Say you have a machine which when you press a button on it transports you to a parallel universe you specify, and when you press another button on it, it transports you back. I realize this is a conceptual leap, but go ahead, take the concept for a whirl. Key, here, is that you specify the nature of the parallel universe you get transported to.
There’s an infinite number of universes. Now, okay, that doesn’t mean that anything we can imagine must exist. The set of numbers that goes 1, 2, 3, 4… is infinite in that there is no last number in the set, but it is a set that excludes one-half and pi and even zero. But let’s ignore Georg Cantor’s work and pretend that means that anything we can imagine must exist, because loads of sci-fi authors already have, and anyway who’s to say Georg Cantor’s set theory is a reasonable description of the set of all extant parallel universes? So in other words you could press the button on the machine and be taken to a world exactly like the current one, except that, to pick an example, a gold bar has just materialized at your feet.

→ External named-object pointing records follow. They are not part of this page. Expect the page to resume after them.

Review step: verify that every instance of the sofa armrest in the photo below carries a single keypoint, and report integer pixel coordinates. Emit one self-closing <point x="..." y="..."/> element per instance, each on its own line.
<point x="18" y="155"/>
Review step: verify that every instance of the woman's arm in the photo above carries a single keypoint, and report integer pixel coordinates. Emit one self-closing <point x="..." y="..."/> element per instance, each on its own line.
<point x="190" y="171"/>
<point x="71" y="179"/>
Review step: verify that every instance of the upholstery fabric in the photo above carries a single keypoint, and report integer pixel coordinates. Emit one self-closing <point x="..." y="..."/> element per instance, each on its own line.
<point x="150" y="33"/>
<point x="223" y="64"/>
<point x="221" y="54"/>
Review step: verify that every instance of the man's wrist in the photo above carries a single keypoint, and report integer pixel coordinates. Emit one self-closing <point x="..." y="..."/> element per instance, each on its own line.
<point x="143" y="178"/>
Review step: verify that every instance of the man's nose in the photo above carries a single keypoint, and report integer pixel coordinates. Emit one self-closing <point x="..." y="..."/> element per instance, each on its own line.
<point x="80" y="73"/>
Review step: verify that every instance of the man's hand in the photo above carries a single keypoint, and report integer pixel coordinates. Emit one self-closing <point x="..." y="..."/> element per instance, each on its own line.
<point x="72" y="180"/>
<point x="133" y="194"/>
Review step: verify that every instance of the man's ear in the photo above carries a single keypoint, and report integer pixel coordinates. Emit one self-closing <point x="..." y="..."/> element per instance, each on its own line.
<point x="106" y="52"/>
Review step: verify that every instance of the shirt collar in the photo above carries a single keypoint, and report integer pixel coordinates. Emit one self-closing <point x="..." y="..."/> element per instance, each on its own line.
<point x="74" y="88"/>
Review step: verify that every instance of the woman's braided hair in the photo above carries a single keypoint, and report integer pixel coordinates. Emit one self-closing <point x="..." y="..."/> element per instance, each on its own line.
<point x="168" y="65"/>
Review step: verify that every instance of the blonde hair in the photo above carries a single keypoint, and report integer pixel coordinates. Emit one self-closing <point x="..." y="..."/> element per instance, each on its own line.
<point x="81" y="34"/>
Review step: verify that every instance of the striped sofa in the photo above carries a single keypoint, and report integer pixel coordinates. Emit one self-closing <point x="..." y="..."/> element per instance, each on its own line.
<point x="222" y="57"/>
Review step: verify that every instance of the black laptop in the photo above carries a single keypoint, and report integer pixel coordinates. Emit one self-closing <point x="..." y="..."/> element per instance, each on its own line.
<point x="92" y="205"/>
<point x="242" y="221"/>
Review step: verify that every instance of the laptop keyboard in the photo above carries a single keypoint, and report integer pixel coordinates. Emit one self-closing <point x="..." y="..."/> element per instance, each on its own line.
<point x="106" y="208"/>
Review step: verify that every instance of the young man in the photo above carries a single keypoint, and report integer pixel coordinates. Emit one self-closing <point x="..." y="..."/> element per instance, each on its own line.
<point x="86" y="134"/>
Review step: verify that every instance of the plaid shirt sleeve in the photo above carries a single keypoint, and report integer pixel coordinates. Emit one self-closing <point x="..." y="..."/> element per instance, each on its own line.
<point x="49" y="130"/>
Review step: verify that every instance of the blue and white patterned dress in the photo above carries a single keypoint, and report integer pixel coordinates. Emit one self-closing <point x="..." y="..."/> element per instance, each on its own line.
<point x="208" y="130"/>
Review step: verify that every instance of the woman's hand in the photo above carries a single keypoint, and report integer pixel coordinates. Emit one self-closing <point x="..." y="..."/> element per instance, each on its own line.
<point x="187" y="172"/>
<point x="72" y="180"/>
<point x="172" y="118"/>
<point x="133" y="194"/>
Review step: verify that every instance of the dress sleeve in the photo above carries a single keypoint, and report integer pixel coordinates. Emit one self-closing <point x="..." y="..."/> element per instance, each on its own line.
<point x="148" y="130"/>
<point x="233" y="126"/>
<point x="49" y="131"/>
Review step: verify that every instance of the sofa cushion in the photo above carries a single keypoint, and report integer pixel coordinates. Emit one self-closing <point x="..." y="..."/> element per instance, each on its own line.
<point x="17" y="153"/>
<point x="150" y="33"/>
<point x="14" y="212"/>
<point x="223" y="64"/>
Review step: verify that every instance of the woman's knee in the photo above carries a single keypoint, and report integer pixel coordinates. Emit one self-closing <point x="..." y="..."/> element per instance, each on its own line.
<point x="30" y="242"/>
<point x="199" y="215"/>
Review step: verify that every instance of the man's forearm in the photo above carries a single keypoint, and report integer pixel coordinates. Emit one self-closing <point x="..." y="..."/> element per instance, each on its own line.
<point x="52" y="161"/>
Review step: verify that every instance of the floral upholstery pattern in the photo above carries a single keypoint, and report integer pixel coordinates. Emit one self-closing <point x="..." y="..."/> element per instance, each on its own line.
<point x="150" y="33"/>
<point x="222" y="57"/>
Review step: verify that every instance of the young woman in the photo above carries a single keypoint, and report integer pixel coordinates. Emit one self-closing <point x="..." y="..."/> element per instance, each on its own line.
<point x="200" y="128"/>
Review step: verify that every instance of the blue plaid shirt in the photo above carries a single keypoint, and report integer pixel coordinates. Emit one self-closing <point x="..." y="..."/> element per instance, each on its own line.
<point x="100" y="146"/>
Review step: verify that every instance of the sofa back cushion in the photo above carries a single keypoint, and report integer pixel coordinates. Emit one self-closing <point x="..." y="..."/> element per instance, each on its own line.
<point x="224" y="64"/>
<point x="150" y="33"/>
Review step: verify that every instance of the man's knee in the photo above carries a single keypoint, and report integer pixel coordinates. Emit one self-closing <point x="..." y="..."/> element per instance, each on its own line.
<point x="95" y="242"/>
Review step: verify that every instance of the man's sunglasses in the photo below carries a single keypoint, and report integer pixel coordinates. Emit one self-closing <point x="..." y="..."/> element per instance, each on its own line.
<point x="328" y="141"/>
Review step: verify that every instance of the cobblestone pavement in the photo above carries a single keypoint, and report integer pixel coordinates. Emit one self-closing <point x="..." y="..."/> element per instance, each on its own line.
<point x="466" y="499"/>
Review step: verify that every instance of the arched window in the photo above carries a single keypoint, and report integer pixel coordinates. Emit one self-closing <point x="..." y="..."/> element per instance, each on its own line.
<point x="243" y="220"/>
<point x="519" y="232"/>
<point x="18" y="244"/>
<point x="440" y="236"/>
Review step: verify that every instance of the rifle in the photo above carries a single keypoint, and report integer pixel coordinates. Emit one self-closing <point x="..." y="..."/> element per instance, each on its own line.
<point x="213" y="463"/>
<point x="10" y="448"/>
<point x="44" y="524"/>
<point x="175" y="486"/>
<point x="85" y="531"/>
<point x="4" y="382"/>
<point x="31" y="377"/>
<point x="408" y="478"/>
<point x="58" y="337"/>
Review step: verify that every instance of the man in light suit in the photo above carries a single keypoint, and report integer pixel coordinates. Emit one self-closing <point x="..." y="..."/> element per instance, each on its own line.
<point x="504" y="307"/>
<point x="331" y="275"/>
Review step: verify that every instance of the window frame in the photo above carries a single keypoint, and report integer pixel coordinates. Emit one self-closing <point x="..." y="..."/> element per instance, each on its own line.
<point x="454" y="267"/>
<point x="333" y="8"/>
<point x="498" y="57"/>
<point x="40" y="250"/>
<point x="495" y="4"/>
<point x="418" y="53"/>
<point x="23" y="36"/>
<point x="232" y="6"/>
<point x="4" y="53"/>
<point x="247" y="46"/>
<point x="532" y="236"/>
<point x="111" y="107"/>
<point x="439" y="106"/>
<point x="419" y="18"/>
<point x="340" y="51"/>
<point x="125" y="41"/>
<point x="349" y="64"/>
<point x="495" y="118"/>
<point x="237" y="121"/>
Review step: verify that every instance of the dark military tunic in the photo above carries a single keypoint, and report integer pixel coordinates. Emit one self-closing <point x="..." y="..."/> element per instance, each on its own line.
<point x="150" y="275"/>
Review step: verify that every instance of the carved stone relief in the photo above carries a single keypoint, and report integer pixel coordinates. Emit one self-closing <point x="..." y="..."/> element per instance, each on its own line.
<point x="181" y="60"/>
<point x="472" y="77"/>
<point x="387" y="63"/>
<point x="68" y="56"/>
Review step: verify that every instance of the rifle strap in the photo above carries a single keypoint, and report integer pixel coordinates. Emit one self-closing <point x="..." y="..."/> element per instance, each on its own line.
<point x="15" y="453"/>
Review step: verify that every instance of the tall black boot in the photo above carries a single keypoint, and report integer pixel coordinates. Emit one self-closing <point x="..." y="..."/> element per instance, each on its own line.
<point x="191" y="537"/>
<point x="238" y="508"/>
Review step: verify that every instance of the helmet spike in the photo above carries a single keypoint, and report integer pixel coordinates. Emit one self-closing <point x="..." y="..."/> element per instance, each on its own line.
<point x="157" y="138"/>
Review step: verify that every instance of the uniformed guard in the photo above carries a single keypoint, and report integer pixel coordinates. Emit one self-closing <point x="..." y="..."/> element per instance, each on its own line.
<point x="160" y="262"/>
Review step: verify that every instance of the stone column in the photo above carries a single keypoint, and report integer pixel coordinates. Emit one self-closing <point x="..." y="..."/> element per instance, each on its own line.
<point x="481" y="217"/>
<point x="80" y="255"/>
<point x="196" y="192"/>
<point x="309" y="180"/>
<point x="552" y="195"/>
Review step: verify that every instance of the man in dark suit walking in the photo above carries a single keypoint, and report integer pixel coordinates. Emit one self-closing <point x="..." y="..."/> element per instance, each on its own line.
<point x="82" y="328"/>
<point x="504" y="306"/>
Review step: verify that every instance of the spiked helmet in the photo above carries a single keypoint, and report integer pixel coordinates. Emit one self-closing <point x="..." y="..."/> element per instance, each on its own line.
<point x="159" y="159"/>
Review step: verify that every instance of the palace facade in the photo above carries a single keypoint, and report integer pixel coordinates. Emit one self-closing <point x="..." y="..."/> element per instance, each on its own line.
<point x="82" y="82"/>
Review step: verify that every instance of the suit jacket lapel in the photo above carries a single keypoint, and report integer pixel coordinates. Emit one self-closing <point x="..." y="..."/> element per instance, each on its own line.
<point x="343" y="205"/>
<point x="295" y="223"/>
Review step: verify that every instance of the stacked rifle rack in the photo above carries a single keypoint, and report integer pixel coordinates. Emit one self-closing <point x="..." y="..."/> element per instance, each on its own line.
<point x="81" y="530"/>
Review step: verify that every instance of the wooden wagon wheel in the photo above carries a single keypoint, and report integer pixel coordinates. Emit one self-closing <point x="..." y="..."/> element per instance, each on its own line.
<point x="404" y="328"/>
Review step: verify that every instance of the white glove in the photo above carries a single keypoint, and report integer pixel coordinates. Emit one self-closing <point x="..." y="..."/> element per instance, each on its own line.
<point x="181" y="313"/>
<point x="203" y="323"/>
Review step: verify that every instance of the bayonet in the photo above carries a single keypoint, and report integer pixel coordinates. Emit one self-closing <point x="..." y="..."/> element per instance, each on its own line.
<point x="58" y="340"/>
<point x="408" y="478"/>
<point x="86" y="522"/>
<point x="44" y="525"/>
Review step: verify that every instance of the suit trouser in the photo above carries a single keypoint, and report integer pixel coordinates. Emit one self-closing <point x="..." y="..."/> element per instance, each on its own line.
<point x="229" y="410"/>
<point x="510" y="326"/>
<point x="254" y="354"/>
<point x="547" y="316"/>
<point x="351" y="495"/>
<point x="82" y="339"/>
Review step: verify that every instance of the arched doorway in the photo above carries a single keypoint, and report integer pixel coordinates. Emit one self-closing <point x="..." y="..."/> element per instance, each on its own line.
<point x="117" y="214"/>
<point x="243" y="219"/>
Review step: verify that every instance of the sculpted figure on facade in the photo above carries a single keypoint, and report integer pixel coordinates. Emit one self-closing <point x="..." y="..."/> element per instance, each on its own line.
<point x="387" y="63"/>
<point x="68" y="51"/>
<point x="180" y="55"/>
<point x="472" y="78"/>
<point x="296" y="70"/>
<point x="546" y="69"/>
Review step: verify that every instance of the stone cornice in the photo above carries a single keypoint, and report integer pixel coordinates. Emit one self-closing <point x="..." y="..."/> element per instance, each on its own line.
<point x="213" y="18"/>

There are a lot of atoms of gold in the world, and while it is extremely improbable that one of them will experience quantum tunneling and whap into another one, and surely it is infinitesimally unlikely that enough would come together from across the universe to form a gold nanocluster which swells up into a whole gold bar, in an infinite universe anything is possible. But not really. But we’re ignoring that.
So you go from boring ol’ Earth-A to Earth-B, which is an alternate history of a kind; it’s one where a profoundly unlikely event just happened. And then you scoop up the gold bar and you go back to Earth-A, one gold bar richer.

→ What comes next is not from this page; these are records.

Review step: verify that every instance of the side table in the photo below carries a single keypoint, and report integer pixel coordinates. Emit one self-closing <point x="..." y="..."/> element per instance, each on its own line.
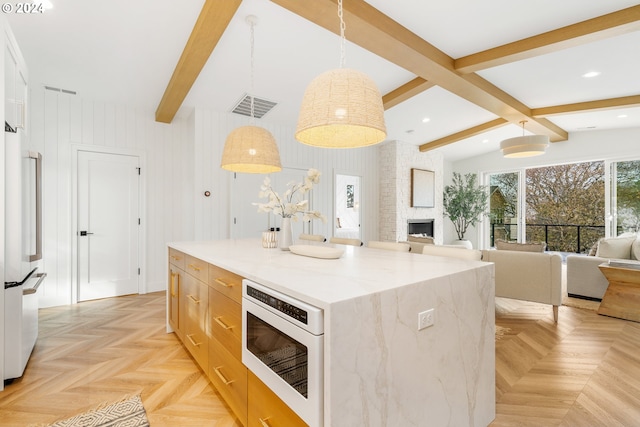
<point x="622" y="297"/>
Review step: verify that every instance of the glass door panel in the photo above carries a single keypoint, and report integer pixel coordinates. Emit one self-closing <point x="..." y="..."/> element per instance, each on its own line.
<point x="503" y="207"/>
<point x="626" y="197"/>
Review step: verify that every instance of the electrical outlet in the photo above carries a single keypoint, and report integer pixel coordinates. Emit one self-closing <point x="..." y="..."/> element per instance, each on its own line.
<point x="425" y="319"/>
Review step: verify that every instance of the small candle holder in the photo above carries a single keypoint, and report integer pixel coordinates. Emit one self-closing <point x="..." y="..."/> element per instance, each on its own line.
<point x="270" y="239"/>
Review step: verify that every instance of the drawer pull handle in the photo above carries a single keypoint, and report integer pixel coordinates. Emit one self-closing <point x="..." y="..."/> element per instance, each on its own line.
<point x="196" y="344"/>
<point x="223" y="283"/>
<point x="221" y="323"/>
<point x="222" y="377"/>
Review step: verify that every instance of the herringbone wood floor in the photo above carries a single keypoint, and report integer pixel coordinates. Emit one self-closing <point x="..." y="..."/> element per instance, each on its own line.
<point x="584" y="371"/>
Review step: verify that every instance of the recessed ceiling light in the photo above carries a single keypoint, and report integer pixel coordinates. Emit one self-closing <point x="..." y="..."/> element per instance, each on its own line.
<point x="591" y="74"/>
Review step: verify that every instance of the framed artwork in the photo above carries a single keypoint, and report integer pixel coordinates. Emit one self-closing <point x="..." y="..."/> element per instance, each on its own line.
<point x="422" y="188"/>
<point x="350" y="195"/>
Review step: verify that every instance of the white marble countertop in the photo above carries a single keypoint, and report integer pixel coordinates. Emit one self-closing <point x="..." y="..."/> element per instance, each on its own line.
<point x="360" y="271"/>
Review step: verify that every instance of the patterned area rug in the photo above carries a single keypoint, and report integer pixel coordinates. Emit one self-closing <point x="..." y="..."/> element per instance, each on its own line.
<point x="128" y="412"/>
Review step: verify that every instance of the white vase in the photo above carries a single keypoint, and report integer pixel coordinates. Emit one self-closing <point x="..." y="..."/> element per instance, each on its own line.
<point x="285" y="239"/>
<point x="464" y="242"/>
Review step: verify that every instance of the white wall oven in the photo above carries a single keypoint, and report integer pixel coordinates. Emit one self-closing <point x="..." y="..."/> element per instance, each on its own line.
<point x="282" y="344"/>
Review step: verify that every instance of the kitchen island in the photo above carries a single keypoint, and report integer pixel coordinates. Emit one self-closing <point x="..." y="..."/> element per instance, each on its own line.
<point x="379" y="369"/>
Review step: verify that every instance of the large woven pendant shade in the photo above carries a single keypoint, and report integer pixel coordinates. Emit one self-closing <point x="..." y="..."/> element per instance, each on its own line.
<point x="524" y="146"/>
<point x="341" y="108"/>
<point x="251" y="149"/>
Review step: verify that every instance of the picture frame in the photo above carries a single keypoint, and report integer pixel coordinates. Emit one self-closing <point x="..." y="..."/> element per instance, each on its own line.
<point x="422" y="188"/>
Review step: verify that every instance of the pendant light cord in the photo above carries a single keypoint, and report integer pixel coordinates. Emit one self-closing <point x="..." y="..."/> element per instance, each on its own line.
<point x="251" y="40"/>
<point x="342" y="38"/>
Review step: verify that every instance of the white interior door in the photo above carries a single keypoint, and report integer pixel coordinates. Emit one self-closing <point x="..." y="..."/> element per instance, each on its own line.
<point x="108" y="225"/>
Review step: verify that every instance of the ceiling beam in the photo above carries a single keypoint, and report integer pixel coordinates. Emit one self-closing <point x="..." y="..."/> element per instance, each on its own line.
<point x="211" y="24"/>
<point x="581" y="107"/>
<point x="406" y="91"/>
<point x="464" y="134"/>
<point x="376" y="32"/>
<point x="599" y="28"/>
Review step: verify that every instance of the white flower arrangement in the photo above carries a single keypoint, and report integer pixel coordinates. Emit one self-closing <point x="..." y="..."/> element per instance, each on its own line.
<point x="292" y="202"/>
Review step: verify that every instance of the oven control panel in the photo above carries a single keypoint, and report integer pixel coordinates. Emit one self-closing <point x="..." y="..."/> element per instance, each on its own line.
<point x="282" y="306"/>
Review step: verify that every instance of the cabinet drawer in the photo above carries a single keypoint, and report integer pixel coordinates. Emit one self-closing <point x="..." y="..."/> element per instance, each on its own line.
<point x="176" y="258"/>
<point x="196" y="297"/>
<point x="226" y="282"/>
<point x="173" y="295"/>
<point x="197" y="268"/>
<point x="226" y="322"/>
<point x="229" y="376"/>
<point x="266" y="409"/>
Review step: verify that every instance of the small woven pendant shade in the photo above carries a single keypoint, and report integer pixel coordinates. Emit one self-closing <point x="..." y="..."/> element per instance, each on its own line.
<point x="251" y="149"/>
<point x="341" y="108"/>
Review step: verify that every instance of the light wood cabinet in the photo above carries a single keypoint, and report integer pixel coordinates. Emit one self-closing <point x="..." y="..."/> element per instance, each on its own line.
<point x="176" y="303"/>
<point x="205" y="311"/>
<point x="266" y="409"/>
<point x="226" y="322"/>
<point x="229" y="376"/>
<point x="195" y="329"/>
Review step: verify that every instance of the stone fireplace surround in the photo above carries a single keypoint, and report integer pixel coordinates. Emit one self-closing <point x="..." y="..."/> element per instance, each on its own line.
<point x="396" y="160"/>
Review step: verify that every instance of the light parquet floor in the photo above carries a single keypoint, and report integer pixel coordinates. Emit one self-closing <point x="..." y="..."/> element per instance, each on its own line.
<point x="99" y="351"/>
<point x="584" y="371"/>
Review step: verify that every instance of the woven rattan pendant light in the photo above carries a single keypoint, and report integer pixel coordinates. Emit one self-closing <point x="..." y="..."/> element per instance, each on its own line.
<point x="251" y="149"/>
<point x="525" y="145"/>
<point x="341" y="108"/>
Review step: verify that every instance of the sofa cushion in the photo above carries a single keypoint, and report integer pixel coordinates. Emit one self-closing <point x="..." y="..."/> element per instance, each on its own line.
<point x="503" y="245"/>
<point x="616" y="247"/>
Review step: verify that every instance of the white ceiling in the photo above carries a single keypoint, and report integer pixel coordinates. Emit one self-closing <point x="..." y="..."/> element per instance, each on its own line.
<point x="125" y="51"/>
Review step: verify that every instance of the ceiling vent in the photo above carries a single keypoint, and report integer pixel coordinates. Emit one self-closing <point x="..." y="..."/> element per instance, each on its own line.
<point x="56" y="89"/>
<point x="260" y="106"/>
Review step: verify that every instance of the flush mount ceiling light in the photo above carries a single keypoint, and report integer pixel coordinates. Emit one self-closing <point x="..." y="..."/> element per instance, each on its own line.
<point x="525" y="145"/>
<point x="251" y="149"/>
<point x="341" y="108"/>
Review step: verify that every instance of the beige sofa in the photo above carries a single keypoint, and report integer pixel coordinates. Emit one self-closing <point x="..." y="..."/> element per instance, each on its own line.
<point x="585" y="279"/>
<point x="529" y="276"/>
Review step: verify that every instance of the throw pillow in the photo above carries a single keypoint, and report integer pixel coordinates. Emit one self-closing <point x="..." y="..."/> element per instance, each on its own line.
<point x="635" y="248"/>
<point x="503" y="245"/>
<point x="616" y="247"/>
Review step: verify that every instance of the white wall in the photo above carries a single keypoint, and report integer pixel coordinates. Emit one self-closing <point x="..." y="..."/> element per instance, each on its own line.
<point x="618" y="144"/>
<point x="396" y="160"/>
<point x="181" y="160"/>
<point x="59" y="121"/>
<point x="211" y="215"/>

But after paying hefty jeweler’s fees you may find yourself thinking bigger. Why not go to a parallel universe in which you are a rich and happy person who has never needed to resort to the decadent lifestyle of the reality pirate? Let us call this parallel universe Earth-C. Now the obvious problem is that there is already a parallel you on Earth-C. However on another parallel world, Earth-C+, this parallel you – you-C+ — has just ceased to exists, his or her atoms abruptly dispersed by the same eerie quantum miracles that, two universes over, netted you a gold bar. Then you could effortlessly step into the shoes of this parallel you.
And why stop there? Perhaps somewhere there might be a parallel earth with medical technology far in advance of our own, a world in which random people on the street are sometimes handed magic potions which cure all of their ailments and give them the bodies of fitness instructors and decathletes. And perhaps you can step to this earth – call it Earth-D – and accept such a proffered potion, and drink of it, and live forever.
I think you begin to get the idea. So imagine a group of three gentlemen, once reasonably honest sorts, who have by dint of their parallel-universe-box become impossibly decadent epicures of all the realities, ruthless and hardened pirates who plunder realities while cackling.
NOW, imagine three test subjects from a university lab who have been heavily drugged and subjected to carefully edited stimuli until they believe that they are three gentlemen in possession of such a universe machine. Give them guns from somewhere – perhaps wished into existence by their magic box, perhaps seized from police officers taken aback by how rapidly the seemingly docile test subjects became violent – and you begin to have a sense of what Super Lucky is up against.
There is more, but I will get to it later.